Der Negativlauf macht sich auch in der Tabelle bemerkbar. Vor dem Spiel gegen den VfB ist man auf Platz fünf abgerutscht. Vor Weihnachten war man noch Spitzenreiter. Doch mittlerweile fehlt auf die Eintracht auf dem letzten Champions-League-Rang schon ein Punkt. Umso wichtiger wäre ein Heimsieg gegen Stuttgart. Club-Chef Fernando Carro fordert eine Leistungssteigerung:

„Wir sind sportlich ab sofort nur noch in zwei Wettbewerben vertreten und ich erwarte, dass wir das Maximale herausholen. Den Druck muss ich nicht erhöhen. Alle bei uns kennen die Ziele. Ich erwarte aber von den Spielern, wie von jedem Mitarbeiter, dass sie unsere Ansprüche teilen. Ich möchte mich hier jedoch nicht aus der Emotion heraus an kurzfristigen Bewertungen abarbeiten. Die Ziele bleiben gleich, egal, ob wir momentan Erster oder Achter sind. Zusammen- und abgerechnet wird am Ende. Ich nehme immer den Zwei-Punkte-Schnitt als Basis. Demnach müssten wir nach 19 Spieltagen 38 Punkte haben. Wir haben 32. Das ist zu wenig für unsere Ansprüche. Wir werden uns im weiteren Verlauf der Rückrunde nachhaltig steigern müssen.“

Beim VfB klappt es jetzt auch zuhause

Lange waren die Aufsteiger aus dem Schwabenländle nur auswärts gefährlich, wo sie schon 17 Punkte geholt haben. Am vergangenen Freitag holten sie mit dem 2:0 gegen Abstiegskandidat Mainz endlich auch den ersten Heimsieg.

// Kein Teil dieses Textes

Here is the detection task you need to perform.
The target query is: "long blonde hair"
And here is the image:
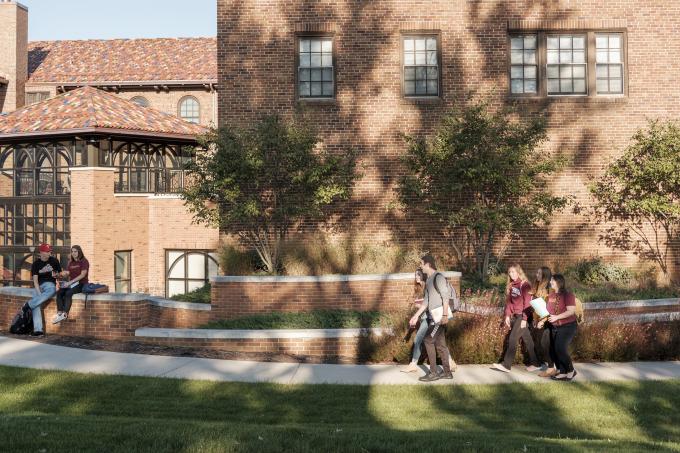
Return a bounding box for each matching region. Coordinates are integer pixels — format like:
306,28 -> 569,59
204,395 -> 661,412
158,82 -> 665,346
505,264 -> 528,294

Nun soll es in der Fremde so weiter gehen. Dort gab es allerdings zuletzt zwei Pleiten: Ein 0:3 auf der Bielefelder Alm und ein 1:2 beim SC Freiburg. Und in Leverkusen? Dort gewann man nur eins der letzten sieben Pflichtspiele. Die anderen gingen verloren. Genauso wie die Pokalpartie am Mittwoch zuhause gegen Mönchengladbach (1:2). Dabei war man sogar in Führung gegangen. Trainer Pellegrino Matarazzo sah trotzdem einige positive Aspekte, wollte sich mit der Niederlage aber nicht lange aufhalten:

„Manchmal tut es gut, ein Spiel schnell abzuhaken. Wir haben heute ein Spiel auf Augenhöhe gesehen, wo wir in der 2. Halbzeit Chancen hatten, dass 2:2 zu schießen. Am Ende haben wir das Spiel verloren. Wir haben eine gute zweite Halbzeit geliefert, uns aber leider nicht belohnt. Ich sage: Abhaken, weiter geht’s.“

Voraussichtliche Aufstellungen

Leverkusen

Hradecky – Fosu-Mensah, Tah, Tapsoba, Sinkgraven – Aranguiz – Wirtz, Demirbay – Diaby, Alario, Bailey

Stuttgart

Kobel – Mavropanos, Anton, Kempf – Endo, Sosa – Wamangituka, Förster, Mangala – Gonzalez – Kalajdzic

Mein Tipp

Bayer will und muss aus dem Loch herauskommen, der VfB möchte wieder zur Auswärtsstärke zurückfinden. Am Ende steht ein 1:1. Für Leverkusen ist das zu wenig.